Cuando el 17 de abril de 1975 los jemeres rojos tomaron Phnom Penh muchos de sus vecinos salieron a sus bulevares afrancesados para vitorear al ejército jemer. Algunos agitaban banderas blancas y lanzaban flores para expresar su entusiasmo por el final de la guerra civil, en la creencia de que la victoria les traería la paz y el fin de la corrupción del gobierno dictatorial de Lon Nol, un militar impuesto por Estados Unidos en 1970. La bienvenida duró menos de 24 horas, lo que tardó el aparato de terror del jemer en ponerse en acción.
Si hubieran observado con atención a los guerrilleros triunfantes de Pol Pot que entraban en la capital camboyana habrían distinguido a niños y niñas de 14 y 15 años, calzando las míticas sandalias de goma neumática de Ho Chi Min, vestidos de negro, armados con el fusil de asalto chino AK-47 y dispuestos a perpetrar una de las masacres más salvajes de la historia moderna. Para la guerrilla comunista, la ciudad era el símbolo del imperialismo, de la corrupción de Occidente. Bajo la amenaza de las ametralladoras pesadas, los habitantes de la capital –después pasó en el resto de urbes- debieron dejar sus casas inmediatamente, con las mínimas pertenencias, en una deportación hacia el campo sin precedentes.
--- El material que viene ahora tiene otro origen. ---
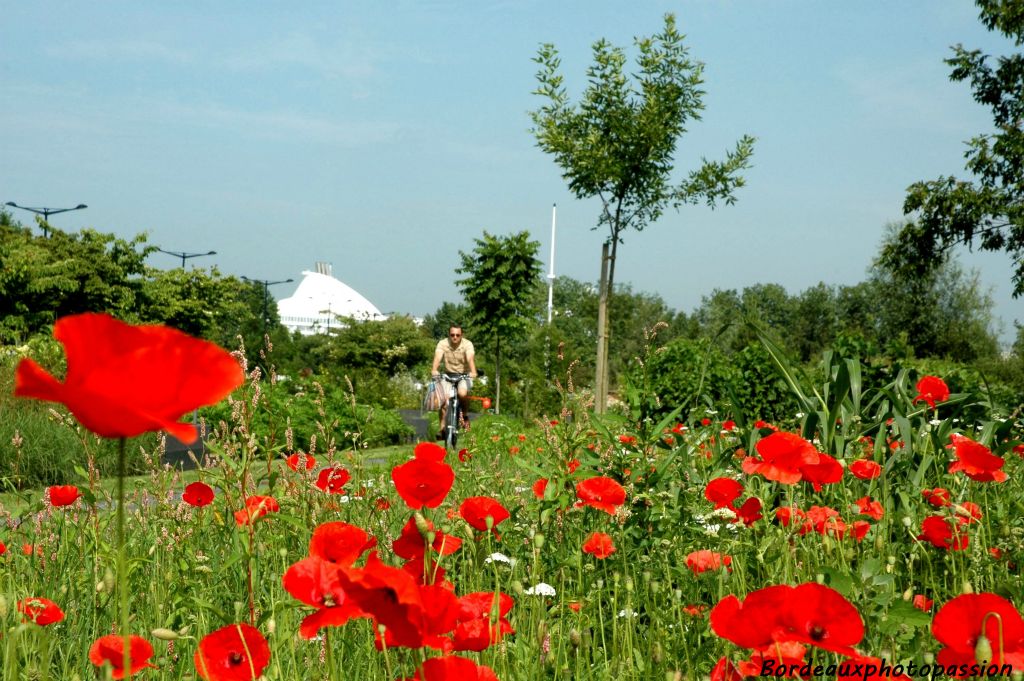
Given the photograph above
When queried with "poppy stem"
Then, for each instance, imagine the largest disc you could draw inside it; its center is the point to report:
(122, 560)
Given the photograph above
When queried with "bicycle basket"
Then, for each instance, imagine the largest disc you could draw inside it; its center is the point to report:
(435, 396)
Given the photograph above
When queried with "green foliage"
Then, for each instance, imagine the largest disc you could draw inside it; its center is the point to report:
(987, 210)
(42, 279)
(499, 278)
(619, 143)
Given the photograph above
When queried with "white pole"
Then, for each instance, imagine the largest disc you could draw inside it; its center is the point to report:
(551, 272)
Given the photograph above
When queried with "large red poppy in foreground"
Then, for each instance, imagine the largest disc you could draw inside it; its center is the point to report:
(111, 649)
(235, 652)
(123, 380)
(809, 613)
(963, 621)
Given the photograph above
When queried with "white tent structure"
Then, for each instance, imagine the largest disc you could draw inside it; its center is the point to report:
(320, 300)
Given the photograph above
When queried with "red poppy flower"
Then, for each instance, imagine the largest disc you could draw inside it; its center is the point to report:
(937, 497)
(453, 668)
(540, 486)
(477, 510)
(939, 531)
(256, 507)
(962, 622)
(705, 559)
(62, 495)
(601, 493)
(111, 649)
(333, 480)
(785, 653)
(599, 545)
(423, 482)
(123, 380)
(722, 492)
(826, 471)
(968, 513)
(437, 618)
(867, 506)
(300, 460)
(809, 613)
(317, 583)
(725, 671)
(782, 455)
(340, 543)
(865, 469)
(482, 621)
(235, 652)
(412, 544)
(429, 452)
(749, 511)
(932, 389)
(976, 460)
(40, 610)
(390, 595)
(198, 495)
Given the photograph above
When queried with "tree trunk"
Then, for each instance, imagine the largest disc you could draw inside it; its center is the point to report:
(498, 375)
(601, 371)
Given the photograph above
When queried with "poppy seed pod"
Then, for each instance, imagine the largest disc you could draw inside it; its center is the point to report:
(165, 634)
(421, 524)
(983, 650)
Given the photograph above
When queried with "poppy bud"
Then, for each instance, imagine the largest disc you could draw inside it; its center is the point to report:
(983, 650)
(421, 524)
(165, 634)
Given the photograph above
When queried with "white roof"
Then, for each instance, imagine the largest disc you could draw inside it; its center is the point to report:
(320, 300)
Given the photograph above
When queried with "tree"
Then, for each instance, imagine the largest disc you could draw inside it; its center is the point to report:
(989, 209)
(501, 273)
(617, 144)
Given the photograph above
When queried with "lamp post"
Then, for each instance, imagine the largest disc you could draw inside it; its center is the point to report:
(185, 256)
(46, 212)
(266, 293)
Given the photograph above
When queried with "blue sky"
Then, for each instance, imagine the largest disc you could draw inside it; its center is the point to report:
(384, 136)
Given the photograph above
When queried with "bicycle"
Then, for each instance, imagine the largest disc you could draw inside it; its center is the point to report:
(453, 416)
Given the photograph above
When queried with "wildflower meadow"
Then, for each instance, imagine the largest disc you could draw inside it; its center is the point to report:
(876, 535)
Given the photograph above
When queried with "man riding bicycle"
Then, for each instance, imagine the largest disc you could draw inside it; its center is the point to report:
(459, 357)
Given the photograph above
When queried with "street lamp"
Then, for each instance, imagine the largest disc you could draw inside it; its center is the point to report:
(266, 293)
(185, 256)
(46, 212)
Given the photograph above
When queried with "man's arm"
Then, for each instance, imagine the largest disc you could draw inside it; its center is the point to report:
(438, 353)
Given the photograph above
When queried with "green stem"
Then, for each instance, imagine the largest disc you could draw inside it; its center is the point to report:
(122, 558)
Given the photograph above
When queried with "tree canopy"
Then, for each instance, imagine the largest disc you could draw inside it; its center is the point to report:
(988, 209)
(619, 143)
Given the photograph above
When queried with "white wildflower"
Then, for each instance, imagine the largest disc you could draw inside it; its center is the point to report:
(541, 589)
El puente de Monivong, en la carretera nacional 1, que conectaba la capital con el este de Camboya y Vietnam, fue testigo de una de esas interminables columnas humanas hacia lo que años más tarde fue conocido como los campos de la muerte (the killing fields). Más de un millón y medio de personas tuvieron que salir de Phnom Penh en menos de una semana, realizando largas marchas forzadas bajo un sol tropical despiadado que causó miles de muertos.
Otros muchos, especialmente intelectuales – bastaba tener cierta apariencia o llevar gafas- militares y personas relacionadas con el régimen caído fueron asesinados de inmediato o encarcelados para ser sometidos a tortura. Mientras tanto grupos de jemeres rojos destrozaron cocinas, lavadoras, neveras, radios, motocicletas, automóviles y todo cuanto simbolizaba la sociedad de consumo occidental.
Fue sólo un anticipo de lo que estaba por venir. Durante los casi cuatro años siguientes, Camboya, ahora bajo el nombre de Kampuchea Democrática, se convirtió en el reino del terror en el que murieron en torno a 1,7 millones de personas a causa de la hambruna, las enfermedades y el agotamiento por jornadas de trabajo interminables de más de 16 horas. Del total de muertos, al menos 200.000 fueron ejecutadas sumariamente por orden de la cúpula del jemer rojo. Durante esos cuatros años, bajo las directrices del iluminado Pol Pot, se expulsaron a los habitantes de las ciudades en dirección al campo, se separaron matrimonios, padres e hijos –ahora la única familia era Angkar (la Organización), se eliminó la moneda, el sistema decimal, la propiedad y la religión. La mayoría de camboyanos fueron obligados a volver a trabajar la tierra en una utopía agraria que convirtió en el país en un inmenso campo de trabajos forzados. Aunque se debe reconocer que la utopía de los jemeres rojos de resucitar el esplendor de la civilización de Angkor, en la Edad Media, conectaba con la psique de muchos camboyanos, convencidos de la superioridad de su sociedad sobre sus vecinos, especialmente sobre los eternos enemigos vietnamitas.